Regarding the failings of the economic paradigm of the Bretton Woods institutions, a December 16, New York Times (NYT) published article ‘The debt problem is enormous. Experts say the system for fixing it is broken’ indicated: ‘The IMF and World Bank have aroused complaints from the left and right ever since they were created.
But the latest critiques pose a more profound question: Does the economic framework devised eight decades ago fit the economy that exists today, when new geopolitical conflicts collide with established economic relationships and climate change poses an imminent threat?…
The once vaunted “Washington Consensus” has fallen into disrepute, with a greater recognition of how inequality and bias against women hamper growth, as well as the need for collective action on the climate. …Emerging nations need enormous amounts of money to invest in public health, education, transport and climate resilience.
But they are saddled with high borrowing costs because of the market’s often exaggerated perception of the risk they pose as borrowers.
And because they are usually compelled to borrow in dollars or euros, their payments soar if the Federal Reserve and other central banks raise interest rates to combat inflation as they did in the 1980s and after the Covid pandemic.’
Instead, IMF should increase the financial support of developing countries so that developing countries become less pushed towards adopting austerity policies, something which they should do both by designing programmes that do not see inflation as mainly an aggregate demand side phenomenon, and also by making enhanced allocation of special drawing rights (SDRs), and in a better allocated manner than following the quota-sharing formula.
Although a step in the right direction, whereby as per the December 18 published press release by IMF, its board of directors in the recently concluded ‘16th General Review of Quotas’ meeting approved an increase of IMF members quotas by 50 percent – which for Pakistan meant proposed increase in its quota in US dollar terms increasing from $2.031 billion to $3.046 billion – but it is still quite a lagging step, given, for instance, distinction in quota enhancement was not made for rich, advanced countries, and developing countries.

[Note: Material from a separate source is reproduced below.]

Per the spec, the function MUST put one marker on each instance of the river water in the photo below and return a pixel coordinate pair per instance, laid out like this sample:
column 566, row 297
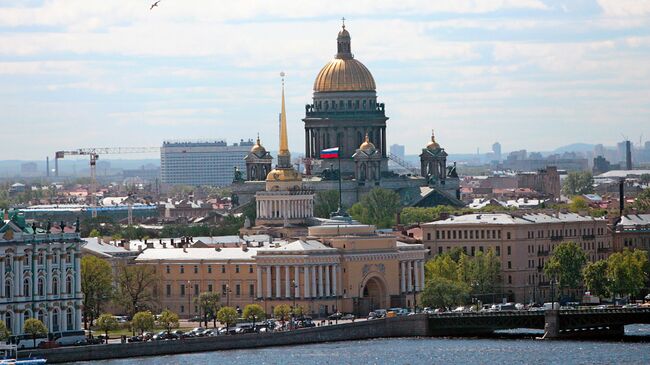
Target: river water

Moreover, the surcharge policy of IMF has neither been cancelled, nor the quota limit after which it gets applied, enhanced.
A recent article ‘Opinion: IMF rules continue to be rigged against the world’s poorest’ published by Devex pointed out in this regard: ‘Given that the 15th review was obstructed in its entirety, the 16th review raised great expectations to deliver on both a redistribution of quotas and an increase in total IMF resources. …However, the final outcomes of the review published this week spectacularly failed on both fronts.

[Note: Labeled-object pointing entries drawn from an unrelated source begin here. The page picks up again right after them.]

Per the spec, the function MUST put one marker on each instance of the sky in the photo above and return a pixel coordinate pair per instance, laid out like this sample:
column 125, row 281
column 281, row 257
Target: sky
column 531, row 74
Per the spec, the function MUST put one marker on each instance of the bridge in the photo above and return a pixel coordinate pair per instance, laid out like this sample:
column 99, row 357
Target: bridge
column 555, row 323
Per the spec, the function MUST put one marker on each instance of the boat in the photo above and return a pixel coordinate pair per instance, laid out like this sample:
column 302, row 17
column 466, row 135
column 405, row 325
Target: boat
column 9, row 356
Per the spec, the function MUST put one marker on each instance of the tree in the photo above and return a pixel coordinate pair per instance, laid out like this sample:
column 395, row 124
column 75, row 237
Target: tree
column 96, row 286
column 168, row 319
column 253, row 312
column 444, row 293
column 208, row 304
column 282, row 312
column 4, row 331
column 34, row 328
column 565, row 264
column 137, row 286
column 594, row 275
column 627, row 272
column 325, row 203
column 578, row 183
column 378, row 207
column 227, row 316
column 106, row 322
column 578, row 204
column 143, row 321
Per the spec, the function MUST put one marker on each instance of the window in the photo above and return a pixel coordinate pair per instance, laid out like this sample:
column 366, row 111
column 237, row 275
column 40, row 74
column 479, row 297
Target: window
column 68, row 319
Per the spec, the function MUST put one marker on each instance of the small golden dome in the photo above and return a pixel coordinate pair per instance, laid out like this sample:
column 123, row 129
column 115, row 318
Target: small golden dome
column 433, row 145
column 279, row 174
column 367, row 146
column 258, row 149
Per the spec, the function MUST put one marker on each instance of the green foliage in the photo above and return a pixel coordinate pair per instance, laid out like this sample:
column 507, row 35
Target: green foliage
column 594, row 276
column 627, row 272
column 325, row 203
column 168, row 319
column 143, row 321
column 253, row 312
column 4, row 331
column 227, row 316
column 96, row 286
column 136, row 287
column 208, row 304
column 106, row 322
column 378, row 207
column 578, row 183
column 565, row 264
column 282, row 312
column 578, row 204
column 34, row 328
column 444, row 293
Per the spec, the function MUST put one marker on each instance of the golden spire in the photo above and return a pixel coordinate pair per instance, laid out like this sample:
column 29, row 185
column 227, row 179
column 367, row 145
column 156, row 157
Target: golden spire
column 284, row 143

The review increases IMF quotas for all member countries equip proportionally by 50%, but it also reduces reliance on the IMF’s other major sources of funding by the same amount. In other words, nothing has been done to boost the IMF’s overall lending capacity, despite IMF projections of increased financing needs.
With regards to quota redistribution, the IMF’s most powerful members not only broke their repeated promises to consider a new quota formula, but they actually went out of their way to avoid even small adjustments being made that usually result from quota increases, at least since 1983.’